La bailarina permanecía en perfecto equilibrio, sin siquiera tener alambres que unieran la pieza a la base. El nivel de detalle, además, era sobresaliente. Cada pliegue de su traje; cada rasgo de su cuerpo. Solo un elemento faltaba. En un rostro angelical, por encima de una hermosa nariz respingada, no había más que vacío. Como un soplo que le había quitado la mirada, “Clara”, la bailarina, no tenía ojos.

 

La siguiente noche Anahís estaba eufórica por su ritmo de producción. Inició una nueva obra, pero quería algo más.

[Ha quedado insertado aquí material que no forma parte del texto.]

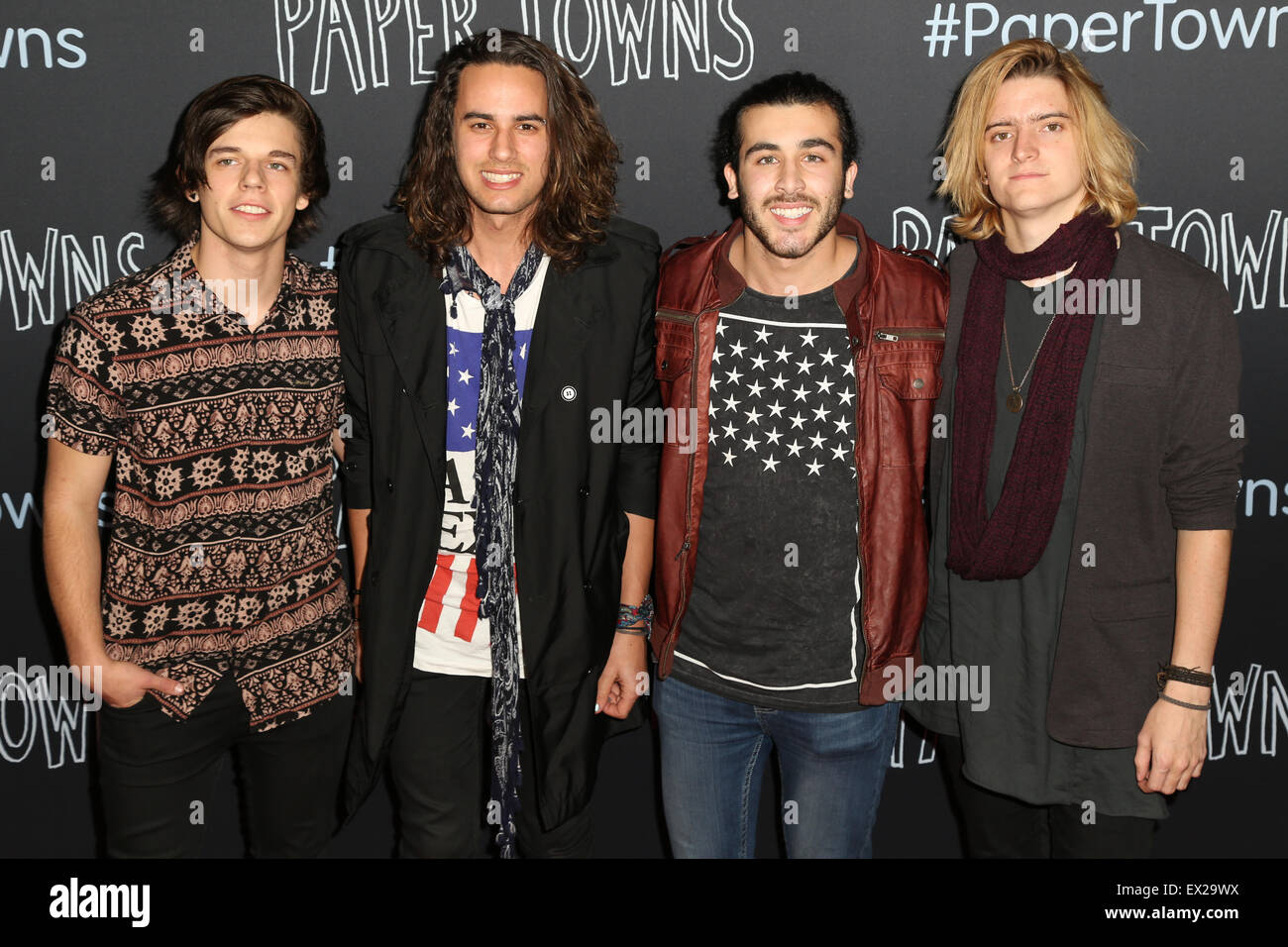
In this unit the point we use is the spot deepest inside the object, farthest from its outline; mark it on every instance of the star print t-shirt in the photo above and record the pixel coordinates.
(773, 617)
(451, 638)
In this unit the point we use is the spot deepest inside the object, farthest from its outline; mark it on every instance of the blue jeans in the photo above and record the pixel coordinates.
(713, 754)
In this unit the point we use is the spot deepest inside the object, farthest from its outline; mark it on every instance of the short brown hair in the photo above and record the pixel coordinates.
(210, 115)
(581, 178)
(1107, 149)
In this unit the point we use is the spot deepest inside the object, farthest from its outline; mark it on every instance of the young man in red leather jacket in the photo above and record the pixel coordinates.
(791, 543)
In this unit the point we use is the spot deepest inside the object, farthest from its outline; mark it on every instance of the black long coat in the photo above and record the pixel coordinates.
(592, 344)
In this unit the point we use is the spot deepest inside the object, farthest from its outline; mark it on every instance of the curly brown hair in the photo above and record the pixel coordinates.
(581, 179)
(210, 115)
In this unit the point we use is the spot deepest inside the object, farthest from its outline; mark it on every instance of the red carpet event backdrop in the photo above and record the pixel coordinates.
(90, 97)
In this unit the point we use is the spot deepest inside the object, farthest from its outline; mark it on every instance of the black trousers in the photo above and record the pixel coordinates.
(999, 826)
(439, 764)
(158, 774)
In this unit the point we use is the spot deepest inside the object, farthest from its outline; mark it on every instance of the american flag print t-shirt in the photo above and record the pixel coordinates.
(451, 638)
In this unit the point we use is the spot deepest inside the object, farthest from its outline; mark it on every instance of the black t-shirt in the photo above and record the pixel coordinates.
(773, 618)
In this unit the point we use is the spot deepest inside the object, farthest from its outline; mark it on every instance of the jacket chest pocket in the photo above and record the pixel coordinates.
(674, 357)
(906, 398)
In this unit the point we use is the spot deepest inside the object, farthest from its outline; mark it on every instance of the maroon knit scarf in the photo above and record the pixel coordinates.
(1010, 541)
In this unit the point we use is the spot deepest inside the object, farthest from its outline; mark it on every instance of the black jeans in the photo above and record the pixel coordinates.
(999, 826)
(156, 775)
(439, 764)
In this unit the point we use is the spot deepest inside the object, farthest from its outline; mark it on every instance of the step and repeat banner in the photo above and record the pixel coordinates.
(89, 97)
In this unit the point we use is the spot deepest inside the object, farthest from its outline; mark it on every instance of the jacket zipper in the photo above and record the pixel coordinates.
(897, 333)
(683, 556)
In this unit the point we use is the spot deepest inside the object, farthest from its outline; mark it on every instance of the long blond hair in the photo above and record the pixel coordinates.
(1108, 149)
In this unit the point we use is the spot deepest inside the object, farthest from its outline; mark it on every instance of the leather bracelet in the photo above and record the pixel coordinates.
(1183, 703)
(1183, 676)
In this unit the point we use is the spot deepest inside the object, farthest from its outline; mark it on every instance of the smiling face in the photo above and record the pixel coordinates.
(253, 184)
(1031, 157)
(501, 140)
(791, 178)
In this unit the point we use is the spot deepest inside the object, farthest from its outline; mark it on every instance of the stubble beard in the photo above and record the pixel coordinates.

Tenía un deseo que pedir, y se armó de valor luego de ingresar al taller.

 

Comenzó a trabajar con las luces encendidas, y entonces habló:

 

—Quiero crear sin sombras —dijo—. ¿Me otorgas ese poder?

 

No hubo respuesta.

 

Ella apagó las luces y repitió el pedido:

 

—Quiero crear sin estas sombras. Libérame de tu velo y así podré hacer mi arte bajo la luz del día ¿Me otorgas ese poder?

 

La artista sintió una presencia a sus espaldas, y oyó una respiración helada chocar contra sus hombros. Un dedo frío le recorrió la mejilla, y Anahís cerró los párpaos expectante.

 

De repente, un dolor agudo la hizo estallar en un grito que se oyó en todos los rincones del edificio. Anahís se llevó las manos a la cara y salió corriendo de la habitacion. En el pasillo tropezó, y cayó como una pluma en llamas, apoyando las palmas en el suelo para imprimirlo de sangre. La luz del día quemó las heridas de su rostro, y de pronto todo fue oscuridad y silencio.

 

Detrás de ella, en el taller, estaba terminada su obra maestra: Un rostro diabólico, reflejo de un infierno interior, llenaba el lugar de rabia y desesperación. A diferencia de las otras obras hechas a oscuras, aquel rostro sí estaba completo, pues alguien había llenado las cuencas oculares, con los ojos de Anahís.